Entah kebetulan atau tidak, ada kondisi yang mirip dihadapi Presiden Joko Widodo saat ini, dengan yang dihadapi Presiden Sukarno. Ketika menyelenggarakan Asian Games ke-18, Indonesia tertimpa musibah, dengan adanya gempa yang melanda Nusa Tenggara Barat. Gempa terjadi sebelum dan ketika Asian Games berlangsung. Jokowi dikritik, dengan disebut-sebut menghambur-hamburkan uang yang besar untuk pembukaan Asian Games 2018, di tengah korban gempa yang lebih membutuhkan.
Pembukaan Asian Games di Jakarta, seperti Anda tahu semua memukau dunia. Pujian berdatangan dari luar negeri, antara lain dari Perdana Menteri Korea Selatan Lee Nak-yeon. Saat ini Korea Selatan menjadi salah satu pusat industri kreatif dunia. Atraksi di malam pembukaan Asian Games tidak akan jadi trending topik di Korea, jika tak keren di mata mereka.
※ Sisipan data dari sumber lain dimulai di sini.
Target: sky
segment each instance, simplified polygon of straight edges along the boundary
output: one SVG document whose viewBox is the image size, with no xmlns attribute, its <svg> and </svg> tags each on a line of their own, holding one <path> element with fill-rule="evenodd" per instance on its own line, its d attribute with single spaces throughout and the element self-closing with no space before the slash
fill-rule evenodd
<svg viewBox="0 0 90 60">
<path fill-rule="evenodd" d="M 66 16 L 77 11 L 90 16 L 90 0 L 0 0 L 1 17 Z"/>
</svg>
Bagaimana dengan Gempa NTB? Tentu saja pemerintah tidak tinggal diam. Pemerintah telah mencairkan mencairkan Rp985,8 miliar melalui Badan Nasional Penanggulangan Bencana (BNPB) dan Kementerian/Lembaga (K/L) terkait. Total pemerintah menganggarkan Rp4 triliun untuk penanganan gempa NTB.
Tahap pertama santunan untuk perbaikan 5.000 rumah yang rusak berat, dengan besaran santunan Rp50 juta per rumah dan telah dicairkan. Tahap kedua santunan perbaikan 5.000 rumah rusak berat, dan kemudian rumah rusak ringan/sedang masih sedang disiapkan pemerintah dalam hal ini Kementerian Keuangan dan BNPB.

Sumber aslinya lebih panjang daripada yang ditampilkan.